A gerente acrescenta que também houve “alguns cancelamentos porque as pessoas têm algum receio”, mas garante que os festejos serão feitos com segurança e antevê uma boa procura. “Mesmo no inverno, a nossa perspetiva é que as pessoas nos procurem por causa da neve, do sossego e da tranquilidade que esta região transmite”, aponta.
Mais a norte, em Lamego, o Six Senses Douro Valley já conta com uma taxa de ocupação prevista de 90 por cento para a passagem de ano e 75 por cento para o Natal, “o que é uma total novidade para nós porque a ocupação não era tão alta nos anos anteriores”, revela a relações públicas Joana Van Zeller.
“Já no fim de ano, normalmente atingimos os quase 100 por cento. Portanto, este ano, esperamos que seja novamente o caso”, acrescenta.
Quanto às restrições, Joana Van Zeller frisa que essas medidas também estão a ser adotadas no espaço. “Quando fazem o check-in, as pessoas têm de apresentar teste negativo, bem como o certificado de vacinação ou recuperação. Há cuidados adicionais, mas que já não são novos e estão em vigor desde a nossa primeira reabertura”, lembra.

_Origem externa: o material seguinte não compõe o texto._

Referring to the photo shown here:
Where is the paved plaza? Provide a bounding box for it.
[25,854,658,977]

Lotação esgotada na Serra da Estrela
Já na Serra da Estrela, o otimismo está em alta com a Casa das Penhas Douradas e a Casa de São Lourenço, ambas situadas em Manteigas, a atingirem a lotação esgotada. O diretor-geral destas duas unidades, Nuno Leite, garante mesmo que a procura manteve-se apesar das restrições.
“Mesmo com as medidas anunciadas recentemente pelo Governo, não houve diminuição nem cancelamentos. Estamos lotados para o Natal e a passagem de ano, que estão completamente vendidos maioritariamente para o mercado nacional”, explica.

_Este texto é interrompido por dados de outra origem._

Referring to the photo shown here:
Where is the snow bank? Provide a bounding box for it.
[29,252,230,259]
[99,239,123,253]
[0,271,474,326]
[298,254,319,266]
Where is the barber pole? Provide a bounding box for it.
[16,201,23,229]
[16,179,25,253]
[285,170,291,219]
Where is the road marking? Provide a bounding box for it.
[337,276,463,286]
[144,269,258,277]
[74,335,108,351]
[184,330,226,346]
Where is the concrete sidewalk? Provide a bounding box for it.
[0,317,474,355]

Nuno Leite sintetiza que, mesmo com as medidas restritivas, as pessoas vão poder visitar e ficar na Serra da Estrela com todos os cuidados.
“Não há restrições na lotação do espaço mas, para maior conforto e segurança, impusemos turnos nos períodos de refeição para que haja maior distanciamento entre as pessoas e que estas possam circular mais confortáveis”, finaliza o diretor.